ジェロームは薄い愛想笑いを浮かべて会釈すると、そのまま先を急いでいるふりをして行き過ぎようとした。
「ジェローム様、そなた様はこれからシャン・ド・リオンへお帰りかえ?」
あまりかかわりたくない相手なので黙って頷くと、イヨロンドはぱっと表情を明るくした。

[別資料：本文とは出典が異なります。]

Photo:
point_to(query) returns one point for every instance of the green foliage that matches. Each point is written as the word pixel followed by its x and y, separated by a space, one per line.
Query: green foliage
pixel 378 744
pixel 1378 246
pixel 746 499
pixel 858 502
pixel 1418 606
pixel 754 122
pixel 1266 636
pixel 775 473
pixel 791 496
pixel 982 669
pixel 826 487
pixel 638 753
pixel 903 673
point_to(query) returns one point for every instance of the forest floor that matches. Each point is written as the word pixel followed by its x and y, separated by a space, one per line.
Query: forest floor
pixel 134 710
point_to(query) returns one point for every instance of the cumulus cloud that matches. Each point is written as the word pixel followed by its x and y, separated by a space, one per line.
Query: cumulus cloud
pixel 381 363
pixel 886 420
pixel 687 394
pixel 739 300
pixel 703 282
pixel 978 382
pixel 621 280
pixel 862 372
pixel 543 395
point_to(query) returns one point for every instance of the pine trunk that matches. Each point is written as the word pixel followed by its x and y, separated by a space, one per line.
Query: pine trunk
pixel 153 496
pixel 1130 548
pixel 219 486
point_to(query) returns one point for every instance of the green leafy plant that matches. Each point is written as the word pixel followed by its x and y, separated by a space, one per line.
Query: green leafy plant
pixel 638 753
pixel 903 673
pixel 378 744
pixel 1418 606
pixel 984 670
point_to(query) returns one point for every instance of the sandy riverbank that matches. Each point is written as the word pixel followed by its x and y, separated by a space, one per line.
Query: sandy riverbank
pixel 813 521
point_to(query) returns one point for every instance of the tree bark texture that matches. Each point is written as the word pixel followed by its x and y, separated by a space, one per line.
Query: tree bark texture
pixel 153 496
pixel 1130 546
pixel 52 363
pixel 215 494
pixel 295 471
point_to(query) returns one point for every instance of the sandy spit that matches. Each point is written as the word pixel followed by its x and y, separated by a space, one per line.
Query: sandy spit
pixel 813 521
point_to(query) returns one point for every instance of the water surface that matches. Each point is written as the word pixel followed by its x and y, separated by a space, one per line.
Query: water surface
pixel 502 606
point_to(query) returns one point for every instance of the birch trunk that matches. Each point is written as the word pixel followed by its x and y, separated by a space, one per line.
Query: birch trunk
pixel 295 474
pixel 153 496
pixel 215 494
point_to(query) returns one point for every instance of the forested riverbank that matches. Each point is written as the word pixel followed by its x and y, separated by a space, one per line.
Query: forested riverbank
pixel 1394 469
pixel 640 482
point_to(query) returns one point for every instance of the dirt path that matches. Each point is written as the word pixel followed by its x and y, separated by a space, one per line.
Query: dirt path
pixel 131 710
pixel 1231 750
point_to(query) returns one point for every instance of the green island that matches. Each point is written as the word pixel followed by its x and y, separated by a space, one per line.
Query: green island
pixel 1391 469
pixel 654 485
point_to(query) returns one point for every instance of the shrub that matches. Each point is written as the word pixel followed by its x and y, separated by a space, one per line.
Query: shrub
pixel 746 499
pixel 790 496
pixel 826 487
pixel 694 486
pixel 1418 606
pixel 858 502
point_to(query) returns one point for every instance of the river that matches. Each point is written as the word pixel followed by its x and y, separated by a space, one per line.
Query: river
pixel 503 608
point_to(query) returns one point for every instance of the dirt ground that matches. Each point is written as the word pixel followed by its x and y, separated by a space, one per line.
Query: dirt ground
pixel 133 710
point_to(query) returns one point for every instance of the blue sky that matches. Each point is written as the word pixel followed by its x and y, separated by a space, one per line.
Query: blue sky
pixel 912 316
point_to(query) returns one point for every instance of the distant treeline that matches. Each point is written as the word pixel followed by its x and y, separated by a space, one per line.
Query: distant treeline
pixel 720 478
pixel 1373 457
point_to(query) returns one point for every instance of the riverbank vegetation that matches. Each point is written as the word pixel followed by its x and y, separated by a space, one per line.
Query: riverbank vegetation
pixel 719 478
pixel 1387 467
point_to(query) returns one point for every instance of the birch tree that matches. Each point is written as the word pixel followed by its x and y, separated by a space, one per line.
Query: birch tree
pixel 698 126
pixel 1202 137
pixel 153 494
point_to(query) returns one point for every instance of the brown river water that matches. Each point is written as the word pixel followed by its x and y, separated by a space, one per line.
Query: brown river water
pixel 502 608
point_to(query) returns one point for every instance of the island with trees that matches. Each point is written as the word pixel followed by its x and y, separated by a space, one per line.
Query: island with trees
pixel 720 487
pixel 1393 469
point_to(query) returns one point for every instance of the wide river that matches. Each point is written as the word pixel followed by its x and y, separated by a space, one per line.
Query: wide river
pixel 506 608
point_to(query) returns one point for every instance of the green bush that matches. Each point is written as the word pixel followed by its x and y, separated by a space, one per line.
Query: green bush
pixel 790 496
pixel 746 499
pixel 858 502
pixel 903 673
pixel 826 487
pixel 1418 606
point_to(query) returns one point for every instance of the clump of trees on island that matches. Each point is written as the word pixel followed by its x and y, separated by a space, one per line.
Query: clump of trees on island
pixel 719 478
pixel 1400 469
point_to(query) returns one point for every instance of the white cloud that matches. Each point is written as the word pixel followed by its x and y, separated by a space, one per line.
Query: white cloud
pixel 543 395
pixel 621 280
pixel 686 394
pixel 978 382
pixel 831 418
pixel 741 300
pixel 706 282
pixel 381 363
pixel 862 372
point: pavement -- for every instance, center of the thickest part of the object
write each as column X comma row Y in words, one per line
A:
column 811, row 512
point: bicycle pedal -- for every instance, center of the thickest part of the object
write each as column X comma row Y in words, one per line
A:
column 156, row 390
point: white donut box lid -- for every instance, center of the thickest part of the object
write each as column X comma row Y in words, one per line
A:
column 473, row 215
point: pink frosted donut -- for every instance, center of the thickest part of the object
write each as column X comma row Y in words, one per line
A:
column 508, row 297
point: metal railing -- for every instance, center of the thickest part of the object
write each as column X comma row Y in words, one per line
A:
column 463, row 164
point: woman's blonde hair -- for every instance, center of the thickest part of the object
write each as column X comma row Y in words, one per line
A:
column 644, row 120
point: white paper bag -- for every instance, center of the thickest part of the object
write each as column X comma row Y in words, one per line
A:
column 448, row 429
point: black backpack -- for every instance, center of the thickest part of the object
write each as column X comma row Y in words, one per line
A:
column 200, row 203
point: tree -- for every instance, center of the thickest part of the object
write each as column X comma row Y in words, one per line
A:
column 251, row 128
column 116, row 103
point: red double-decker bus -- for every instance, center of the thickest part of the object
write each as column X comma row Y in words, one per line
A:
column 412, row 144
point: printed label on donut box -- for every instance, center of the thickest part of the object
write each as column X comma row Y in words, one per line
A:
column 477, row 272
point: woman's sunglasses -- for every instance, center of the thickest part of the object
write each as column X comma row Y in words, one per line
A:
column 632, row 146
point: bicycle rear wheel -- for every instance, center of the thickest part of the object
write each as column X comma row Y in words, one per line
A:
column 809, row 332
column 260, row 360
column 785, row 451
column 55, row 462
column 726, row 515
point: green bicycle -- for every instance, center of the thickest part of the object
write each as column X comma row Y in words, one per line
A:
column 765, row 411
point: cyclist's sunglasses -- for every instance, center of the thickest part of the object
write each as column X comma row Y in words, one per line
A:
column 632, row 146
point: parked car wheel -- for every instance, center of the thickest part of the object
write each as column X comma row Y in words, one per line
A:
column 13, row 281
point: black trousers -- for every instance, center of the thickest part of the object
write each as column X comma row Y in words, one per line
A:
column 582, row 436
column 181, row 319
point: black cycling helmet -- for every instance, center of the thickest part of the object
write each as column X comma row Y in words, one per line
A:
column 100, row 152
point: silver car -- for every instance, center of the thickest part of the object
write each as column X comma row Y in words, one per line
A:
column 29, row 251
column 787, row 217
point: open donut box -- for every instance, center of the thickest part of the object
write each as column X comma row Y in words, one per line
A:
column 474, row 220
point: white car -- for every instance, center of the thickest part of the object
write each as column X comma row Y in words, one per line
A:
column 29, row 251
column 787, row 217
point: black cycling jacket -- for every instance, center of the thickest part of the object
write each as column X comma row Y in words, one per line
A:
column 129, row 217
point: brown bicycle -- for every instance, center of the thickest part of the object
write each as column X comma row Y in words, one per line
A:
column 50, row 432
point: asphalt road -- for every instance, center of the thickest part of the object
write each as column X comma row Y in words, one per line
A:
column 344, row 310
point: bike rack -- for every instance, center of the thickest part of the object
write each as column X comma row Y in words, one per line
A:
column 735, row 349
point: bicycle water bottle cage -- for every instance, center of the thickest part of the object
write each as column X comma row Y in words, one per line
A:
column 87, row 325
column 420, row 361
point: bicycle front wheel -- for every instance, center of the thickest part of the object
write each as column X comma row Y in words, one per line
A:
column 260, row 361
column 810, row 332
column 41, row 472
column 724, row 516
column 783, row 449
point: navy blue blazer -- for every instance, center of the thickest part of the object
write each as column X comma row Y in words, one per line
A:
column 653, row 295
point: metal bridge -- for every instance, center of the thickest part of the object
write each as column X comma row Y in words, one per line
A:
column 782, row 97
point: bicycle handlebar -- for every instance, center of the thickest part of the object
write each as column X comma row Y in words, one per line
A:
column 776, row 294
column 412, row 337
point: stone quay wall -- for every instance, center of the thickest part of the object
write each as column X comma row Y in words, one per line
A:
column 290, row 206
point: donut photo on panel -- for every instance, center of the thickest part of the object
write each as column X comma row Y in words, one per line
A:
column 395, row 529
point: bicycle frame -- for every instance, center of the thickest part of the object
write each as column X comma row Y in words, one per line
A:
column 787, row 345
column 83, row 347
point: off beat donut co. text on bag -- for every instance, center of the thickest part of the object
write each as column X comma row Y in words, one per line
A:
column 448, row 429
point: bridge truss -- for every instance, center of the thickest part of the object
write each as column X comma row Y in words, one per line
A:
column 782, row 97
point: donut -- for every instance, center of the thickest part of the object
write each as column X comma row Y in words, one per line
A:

「それはよかった。ならば一つ頼まれては下さらぬか。実はな、家来を一人連れて参りましたのじゃが、急にアンブロワへ用がございましてな、帰り道がこんな年寄り一人では心許ない。国境の大柳で伴(とも)と待ち合わせをしておりますのじゃ。ちょっと南へ大回りになりますが、どうか私をそこまでお送り願えませんでしょうか」
「お一人なのですか? それはお困りでしょう。私がここの者に、お屋敷まで伴を頼んでさしあげましょう」
同行するなどまっぴらごめんという心境のジェロームはそう申し出たが、イヨロンドはそれを拒んで言いすがった。
「いやいや、ここの者はゴルティエ様のお弔いでそれどころではございますまい。国境まででよろしいのじゃ。他に見知った者もおりませぬし、この年寄りを助けると思うて、どうかちょっとお回りいただけませぬか?」
イヨロンドは丁寧に膝を折って哀願した。人前で老婦人にそうまでされれば、無下(むげ)に断るのも騎士の名折れと、ジェロームは仕方なくイヨロンドを国境まで送り届けることになってしまった。
「そなた様はいつまでシャン・ド・リオンでご奉公なさるおつもりかえ? ゴルティエ様も亡くなられたことですし、そろそろプレノワールに戻られてお父上様のお傍でご領地内のことを仕切られてもよろしいのでは?」
道すがらイヨロンドは、渋々同行するはめになった不機嫌さをあからさまに顔に表したままの若者に話しかけた。イヨロンドの馬を曳きながら進んでいるため、二頭の馬の距離は否応なく近い。
「それは父が決めることですから」
突っ慳貪(けんどん)に受け流すジェロームにも、イヨロンドは引き下がらない。